What are peritoneal pockets in endometriosis?
Peritoneal pockets are small “indentations” or fold-like defects in the peritoneum—the thin lining that covers the pelvic organs and inner abdominal wall. In endometriosis surgery, we may see these pockets as tucked-in areas or little pits in the peritoneal surface, and they can be associated with superficial peritoneal endometriosis or early/developing disease patterns.
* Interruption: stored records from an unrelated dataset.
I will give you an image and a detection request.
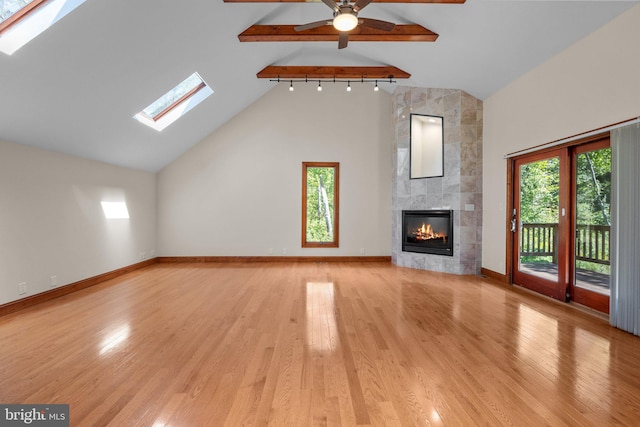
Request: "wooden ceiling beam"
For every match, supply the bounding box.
[224,0,466,4]
[238,24,438,42]
[257,65,411,81]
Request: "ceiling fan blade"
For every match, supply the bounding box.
[338,31,349,49]
[359,18,396,31]
[293,19,332,31]
[352,0,372,12]
[322,0,340,12]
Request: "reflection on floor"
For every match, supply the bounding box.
[520,262,611,295]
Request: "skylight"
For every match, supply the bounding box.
[0,0,85,55]
[133,73,213,131]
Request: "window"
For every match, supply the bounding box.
[133,73,213,131]
[0,0,85,55]
[302,162,340,248]
[0,0,47,34]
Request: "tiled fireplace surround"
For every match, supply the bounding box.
[391,86,482,274]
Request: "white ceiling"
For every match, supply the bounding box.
[0,0,638,171]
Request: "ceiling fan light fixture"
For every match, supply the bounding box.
[333,12,358,31]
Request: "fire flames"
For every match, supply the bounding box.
[412,222,447,242]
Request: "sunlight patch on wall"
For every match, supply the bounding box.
[100,202,129,219]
These pockets matter because endometriosis doesn’t always look like obvious black or red implants; it can hide within subtle anatomic changes, scarring, or altered peritoneal contours. In the operating room, careful inspection and technique are important so that disease within or around a peritoneal pocket isn’t missed or only treated on the surface. If you’ve been told you have “peritoneal pockets,” our team can help you understand what that finding may mean in your case—based on your symptoms, imaging, and whether deeper structures (like bowel, bladder, or ureters) could also be involved.